Batı Şeria’da 12 Haziran’da kaybolan 3 Yahudi yerleşimcinin 18 gün sonra ölü bulunmasının ardından Filistinli genç Muhammed Ebu Hudayr, 2 Temmuz’da Yahudi yerleşimciler tarafından kaçırılarak öldürülmüştü. Hudayr’ın ölümünün ardından Kudüs, ikinci İntifada’dan bu yana en büyük sokak gösterilerine sahne oluyor.
İsrail’in farklı gerekçelerle, Müslümanların Mescid-i Aksa’ya girişini yasaklaması ve Yahudi yerleşimcilerin girişine izin vermesi Filistinlilerle İsrail askerleri arasında sık sık gerginliğe neden oluyor.
Mescid-i Aksa Külliyesi içerisinde Kıble Mescidi ile Emeviler döneminde inşa edilen Kubbetu’s Sahra camisinin yanı sıra müze, medreseler, bahçeler ve büyük avlu bulunuyor. İslam dünyasında Beyt’ul Makdis ve Mescid-i Aksa adları verilen külliye alanı, Müslümanların ilk kıblesi özelliğini taşıyor.

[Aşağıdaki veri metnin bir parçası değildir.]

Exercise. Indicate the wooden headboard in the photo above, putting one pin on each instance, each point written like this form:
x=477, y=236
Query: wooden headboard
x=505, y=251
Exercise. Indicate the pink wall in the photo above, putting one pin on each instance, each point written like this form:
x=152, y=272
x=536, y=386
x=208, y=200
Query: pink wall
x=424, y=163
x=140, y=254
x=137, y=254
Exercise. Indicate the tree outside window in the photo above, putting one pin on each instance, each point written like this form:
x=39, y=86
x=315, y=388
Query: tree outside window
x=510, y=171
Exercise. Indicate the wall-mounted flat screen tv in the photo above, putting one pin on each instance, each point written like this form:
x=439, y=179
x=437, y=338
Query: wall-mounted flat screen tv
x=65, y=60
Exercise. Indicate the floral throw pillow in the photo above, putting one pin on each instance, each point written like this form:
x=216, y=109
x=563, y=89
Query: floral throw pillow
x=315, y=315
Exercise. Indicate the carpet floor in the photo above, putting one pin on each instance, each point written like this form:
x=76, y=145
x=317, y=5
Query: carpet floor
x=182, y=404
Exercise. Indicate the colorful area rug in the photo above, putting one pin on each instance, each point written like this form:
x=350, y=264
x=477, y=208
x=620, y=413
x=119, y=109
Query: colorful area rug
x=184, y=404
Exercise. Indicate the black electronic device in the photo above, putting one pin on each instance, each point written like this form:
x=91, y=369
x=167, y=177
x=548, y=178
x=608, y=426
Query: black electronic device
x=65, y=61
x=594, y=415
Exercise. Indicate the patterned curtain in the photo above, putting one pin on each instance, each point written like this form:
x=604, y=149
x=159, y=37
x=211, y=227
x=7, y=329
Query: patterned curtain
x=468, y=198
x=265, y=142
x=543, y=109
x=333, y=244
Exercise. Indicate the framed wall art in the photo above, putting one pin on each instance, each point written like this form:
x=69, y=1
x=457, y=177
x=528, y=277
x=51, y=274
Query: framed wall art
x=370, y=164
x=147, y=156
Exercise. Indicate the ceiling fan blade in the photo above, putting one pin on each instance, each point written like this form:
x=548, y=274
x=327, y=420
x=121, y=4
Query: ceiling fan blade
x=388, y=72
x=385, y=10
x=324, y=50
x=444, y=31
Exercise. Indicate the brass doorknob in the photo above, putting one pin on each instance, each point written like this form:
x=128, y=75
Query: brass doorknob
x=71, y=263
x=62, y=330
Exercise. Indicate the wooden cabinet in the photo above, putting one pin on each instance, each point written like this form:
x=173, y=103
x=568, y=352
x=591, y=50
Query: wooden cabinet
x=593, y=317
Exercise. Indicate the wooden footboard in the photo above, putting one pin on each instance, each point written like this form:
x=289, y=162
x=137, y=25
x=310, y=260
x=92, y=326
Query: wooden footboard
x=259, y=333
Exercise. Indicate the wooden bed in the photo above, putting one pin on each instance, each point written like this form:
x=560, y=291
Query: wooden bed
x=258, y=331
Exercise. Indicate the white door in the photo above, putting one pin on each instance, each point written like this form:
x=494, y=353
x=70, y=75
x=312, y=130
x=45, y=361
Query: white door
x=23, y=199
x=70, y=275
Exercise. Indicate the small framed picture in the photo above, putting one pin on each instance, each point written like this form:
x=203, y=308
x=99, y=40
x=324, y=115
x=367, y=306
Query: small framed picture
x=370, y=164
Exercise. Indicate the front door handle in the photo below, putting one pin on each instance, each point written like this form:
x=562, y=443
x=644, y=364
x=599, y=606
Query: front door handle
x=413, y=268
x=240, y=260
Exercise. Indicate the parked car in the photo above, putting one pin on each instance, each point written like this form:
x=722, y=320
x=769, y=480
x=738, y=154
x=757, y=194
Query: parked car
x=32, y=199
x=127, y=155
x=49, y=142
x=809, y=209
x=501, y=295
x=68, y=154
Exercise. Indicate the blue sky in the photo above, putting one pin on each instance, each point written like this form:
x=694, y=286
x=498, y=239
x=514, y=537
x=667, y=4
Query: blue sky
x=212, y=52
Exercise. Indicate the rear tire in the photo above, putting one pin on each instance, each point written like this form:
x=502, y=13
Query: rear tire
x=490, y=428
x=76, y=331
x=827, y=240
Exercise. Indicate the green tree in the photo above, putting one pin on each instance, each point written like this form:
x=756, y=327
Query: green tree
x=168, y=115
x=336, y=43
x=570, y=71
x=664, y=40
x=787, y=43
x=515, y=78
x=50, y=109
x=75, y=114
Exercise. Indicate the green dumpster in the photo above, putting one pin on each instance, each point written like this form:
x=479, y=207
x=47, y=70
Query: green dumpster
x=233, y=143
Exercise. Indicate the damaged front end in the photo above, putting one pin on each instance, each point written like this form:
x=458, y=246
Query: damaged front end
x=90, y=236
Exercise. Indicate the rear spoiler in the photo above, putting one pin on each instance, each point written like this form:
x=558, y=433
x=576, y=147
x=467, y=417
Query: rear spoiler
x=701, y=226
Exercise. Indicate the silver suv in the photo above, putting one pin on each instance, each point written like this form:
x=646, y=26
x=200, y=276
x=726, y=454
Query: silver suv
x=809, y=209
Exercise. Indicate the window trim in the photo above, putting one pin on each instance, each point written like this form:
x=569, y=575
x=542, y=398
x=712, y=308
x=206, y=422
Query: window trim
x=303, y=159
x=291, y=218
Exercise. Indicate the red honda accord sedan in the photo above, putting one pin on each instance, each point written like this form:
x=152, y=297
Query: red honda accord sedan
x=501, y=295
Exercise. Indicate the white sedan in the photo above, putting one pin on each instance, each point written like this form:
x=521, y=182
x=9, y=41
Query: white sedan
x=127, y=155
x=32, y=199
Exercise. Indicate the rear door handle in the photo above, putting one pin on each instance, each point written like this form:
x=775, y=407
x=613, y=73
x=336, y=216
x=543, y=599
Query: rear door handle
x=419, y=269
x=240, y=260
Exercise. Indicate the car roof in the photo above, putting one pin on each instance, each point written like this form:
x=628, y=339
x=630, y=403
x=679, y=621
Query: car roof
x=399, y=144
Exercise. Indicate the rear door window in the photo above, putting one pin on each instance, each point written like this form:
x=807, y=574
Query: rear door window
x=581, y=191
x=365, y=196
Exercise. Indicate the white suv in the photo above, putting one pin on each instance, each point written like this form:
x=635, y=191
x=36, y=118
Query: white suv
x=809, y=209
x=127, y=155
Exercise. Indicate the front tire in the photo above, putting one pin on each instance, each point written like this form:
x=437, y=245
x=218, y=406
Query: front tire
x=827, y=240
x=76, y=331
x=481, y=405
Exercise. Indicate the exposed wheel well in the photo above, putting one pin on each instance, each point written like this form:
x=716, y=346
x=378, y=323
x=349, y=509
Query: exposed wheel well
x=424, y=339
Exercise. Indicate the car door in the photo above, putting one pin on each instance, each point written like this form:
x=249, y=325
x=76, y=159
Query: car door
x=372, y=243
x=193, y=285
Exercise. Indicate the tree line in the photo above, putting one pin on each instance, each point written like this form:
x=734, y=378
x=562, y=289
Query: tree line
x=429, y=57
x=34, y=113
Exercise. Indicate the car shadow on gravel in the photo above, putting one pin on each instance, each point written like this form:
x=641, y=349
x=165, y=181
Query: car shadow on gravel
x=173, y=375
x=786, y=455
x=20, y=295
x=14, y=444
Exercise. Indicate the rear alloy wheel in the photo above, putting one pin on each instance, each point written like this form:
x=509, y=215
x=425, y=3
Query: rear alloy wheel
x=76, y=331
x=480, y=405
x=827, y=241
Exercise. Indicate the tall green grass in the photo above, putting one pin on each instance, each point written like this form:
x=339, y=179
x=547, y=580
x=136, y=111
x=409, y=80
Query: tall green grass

Süleyman Mabedi kalıntılarının külliye alanının altında olduğuna inanan Yahudi yerleşimciler külliye alanı altında kazı çalışmaları yapıyor. Yerleşimciler ve İsrailli yetkililer zaman zaman Aksa Külliyesi içerisine de girerek cami cemaatini ve eğitim gören öğrencileri taciz ediyor. Müslümanların karşı çıktığı bu tür ihlaller nedeniyle Mescid-i Aksa’da sık sık gerginlik yaşanıyor.